Clinton ha chiesto un tavolo di discussione permanente tra il WTO e l’organizzazione internazionale dei sindacati (ILO), in modo da non far perdere ai democratici i voti sindacali alle prossime elezioni. Lo spirito del WTO è stato ben colto dal commissario al commercio dell’Unione Europea, Pascal Lamy, il quale ritiene che il libero scambio debba essere “controllato, guidato, e gestito secondo gli interessi dei cittadini europei”. Questa è una definizione di libero scambio che mi è poco famigliare. Il vero libero scambio è quello che pretese Legendre, l’uomo d’affari francese del seicento che si ritiene abbia risposto “Laissez nous faire!” (“Ci lasci fare da soli!”) al ministro Colbert, che gli chiedeva in che modo avrebbe potuto aiutare i mercanti. Lo storico Ralph Raico spiega: “Oggi il termine laissez faire ha un significato più ampio: lascia in pace la gente, e lascia che ognuno, nelle attività economiche, nelle questioni religiose, intellettuali, e culturali, possa perseguire gli obiettivi della propria vita”. Questo è proprio quello che gli individualisti anarchici intendono per libero mercato.

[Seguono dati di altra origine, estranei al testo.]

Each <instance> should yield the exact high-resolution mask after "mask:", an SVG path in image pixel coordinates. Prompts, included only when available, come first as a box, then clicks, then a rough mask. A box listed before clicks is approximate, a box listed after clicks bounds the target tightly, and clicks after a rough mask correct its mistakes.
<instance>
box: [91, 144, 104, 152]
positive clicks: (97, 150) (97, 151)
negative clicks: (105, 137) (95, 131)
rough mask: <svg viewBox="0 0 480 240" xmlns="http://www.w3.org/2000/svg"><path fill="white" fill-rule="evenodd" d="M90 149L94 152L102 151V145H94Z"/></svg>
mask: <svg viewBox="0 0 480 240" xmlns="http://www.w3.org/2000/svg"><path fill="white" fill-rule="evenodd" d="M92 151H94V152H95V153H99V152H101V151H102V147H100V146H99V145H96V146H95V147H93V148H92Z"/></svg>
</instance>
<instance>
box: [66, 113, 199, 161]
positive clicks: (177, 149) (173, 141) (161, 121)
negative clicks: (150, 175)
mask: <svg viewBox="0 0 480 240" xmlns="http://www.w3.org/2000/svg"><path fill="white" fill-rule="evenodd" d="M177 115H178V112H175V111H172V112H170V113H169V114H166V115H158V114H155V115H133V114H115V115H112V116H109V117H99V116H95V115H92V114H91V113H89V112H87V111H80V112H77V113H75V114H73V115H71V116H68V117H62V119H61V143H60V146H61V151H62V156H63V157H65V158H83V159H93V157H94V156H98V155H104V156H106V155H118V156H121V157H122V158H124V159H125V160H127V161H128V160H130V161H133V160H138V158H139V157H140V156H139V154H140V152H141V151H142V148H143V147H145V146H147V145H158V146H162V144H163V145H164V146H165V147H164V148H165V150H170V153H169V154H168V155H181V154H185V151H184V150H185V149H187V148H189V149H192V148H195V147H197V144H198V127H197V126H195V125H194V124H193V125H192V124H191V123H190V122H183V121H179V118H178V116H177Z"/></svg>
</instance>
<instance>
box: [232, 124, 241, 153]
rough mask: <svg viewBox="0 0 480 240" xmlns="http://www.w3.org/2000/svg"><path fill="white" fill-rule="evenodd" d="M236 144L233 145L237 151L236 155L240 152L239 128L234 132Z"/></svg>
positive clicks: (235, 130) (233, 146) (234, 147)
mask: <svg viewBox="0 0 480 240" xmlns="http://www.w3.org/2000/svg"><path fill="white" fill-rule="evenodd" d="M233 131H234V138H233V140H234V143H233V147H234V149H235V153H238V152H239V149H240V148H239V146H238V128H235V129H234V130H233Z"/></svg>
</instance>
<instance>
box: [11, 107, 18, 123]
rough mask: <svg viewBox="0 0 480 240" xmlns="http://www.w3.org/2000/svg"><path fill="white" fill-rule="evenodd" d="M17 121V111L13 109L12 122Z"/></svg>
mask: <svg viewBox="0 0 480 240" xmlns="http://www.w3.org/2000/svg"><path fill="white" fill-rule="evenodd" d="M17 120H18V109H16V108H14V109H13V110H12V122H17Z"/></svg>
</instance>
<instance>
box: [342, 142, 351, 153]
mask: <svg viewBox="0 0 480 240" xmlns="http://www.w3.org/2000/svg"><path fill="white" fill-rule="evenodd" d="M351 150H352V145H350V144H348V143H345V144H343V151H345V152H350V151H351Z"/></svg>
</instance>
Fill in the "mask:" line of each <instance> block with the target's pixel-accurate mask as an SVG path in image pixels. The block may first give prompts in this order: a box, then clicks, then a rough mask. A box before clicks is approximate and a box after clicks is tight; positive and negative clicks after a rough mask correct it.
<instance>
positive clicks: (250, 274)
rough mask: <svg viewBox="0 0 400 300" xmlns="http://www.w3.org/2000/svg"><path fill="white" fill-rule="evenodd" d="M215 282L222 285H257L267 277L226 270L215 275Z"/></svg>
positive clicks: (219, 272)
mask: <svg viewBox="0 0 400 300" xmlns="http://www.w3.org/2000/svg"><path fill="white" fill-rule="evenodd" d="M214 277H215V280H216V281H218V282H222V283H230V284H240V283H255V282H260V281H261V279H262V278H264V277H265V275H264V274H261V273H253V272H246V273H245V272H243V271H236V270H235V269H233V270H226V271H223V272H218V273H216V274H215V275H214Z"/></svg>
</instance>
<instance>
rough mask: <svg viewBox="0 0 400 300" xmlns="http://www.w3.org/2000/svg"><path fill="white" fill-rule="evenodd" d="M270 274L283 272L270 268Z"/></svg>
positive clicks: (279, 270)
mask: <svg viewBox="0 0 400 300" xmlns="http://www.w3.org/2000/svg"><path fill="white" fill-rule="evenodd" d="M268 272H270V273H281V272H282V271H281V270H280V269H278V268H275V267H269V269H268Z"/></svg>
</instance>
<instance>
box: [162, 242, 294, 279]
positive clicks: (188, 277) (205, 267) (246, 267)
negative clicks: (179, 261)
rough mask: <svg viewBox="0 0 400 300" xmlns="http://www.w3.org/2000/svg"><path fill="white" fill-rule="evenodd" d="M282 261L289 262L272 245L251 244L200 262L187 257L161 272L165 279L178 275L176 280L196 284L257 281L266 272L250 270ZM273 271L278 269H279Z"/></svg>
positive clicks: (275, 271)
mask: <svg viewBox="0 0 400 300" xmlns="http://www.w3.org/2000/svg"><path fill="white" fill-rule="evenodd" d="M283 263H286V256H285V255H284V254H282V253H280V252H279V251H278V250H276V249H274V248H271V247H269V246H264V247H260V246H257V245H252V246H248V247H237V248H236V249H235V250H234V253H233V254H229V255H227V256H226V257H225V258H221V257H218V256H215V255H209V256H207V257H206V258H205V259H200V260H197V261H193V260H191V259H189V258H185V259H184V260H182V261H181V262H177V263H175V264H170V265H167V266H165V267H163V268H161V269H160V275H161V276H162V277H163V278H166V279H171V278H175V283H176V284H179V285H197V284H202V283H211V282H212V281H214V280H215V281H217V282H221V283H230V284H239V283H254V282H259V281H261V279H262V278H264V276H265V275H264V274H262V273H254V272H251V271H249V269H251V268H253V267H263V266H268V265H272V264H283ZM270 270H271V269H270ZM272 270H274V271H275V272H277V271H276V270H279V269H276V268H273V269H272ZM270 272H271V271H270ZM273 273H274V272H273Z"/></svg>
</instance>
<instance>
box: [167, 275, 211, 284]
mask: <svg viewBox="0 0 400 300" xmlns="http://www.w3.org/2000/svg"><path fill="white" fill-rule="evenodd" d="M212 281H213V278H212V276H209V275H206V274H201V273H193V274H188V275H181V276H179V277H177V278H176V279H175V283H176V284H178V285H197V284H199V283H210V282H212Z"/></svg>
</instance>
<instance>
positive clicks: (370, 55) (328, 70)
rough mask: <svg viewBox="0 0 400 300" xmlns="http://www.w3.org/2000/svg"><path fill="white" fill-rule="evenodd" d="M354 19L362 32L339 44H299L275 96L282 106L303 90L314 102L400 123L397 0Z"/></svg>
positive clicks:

Gli anarco-individualisti e gli anarco-socialisti avrebbero potuto unirsi in una protesta non violenta contro il WTO, denunciandolo come veicolo dell’oppressione statale. Ma invece di attaccare lo Stato, gli anarchici di sinistra hanno sfasciato le vetrine dei negozi. A Seattle vi erano solo due cose su cui entrambi i filoni anarchici erano d’accordo: che il WTO va comunque abolito; e che la polizia non stava né dalla parte degli individualisti, né dalla parte dei collettivisti.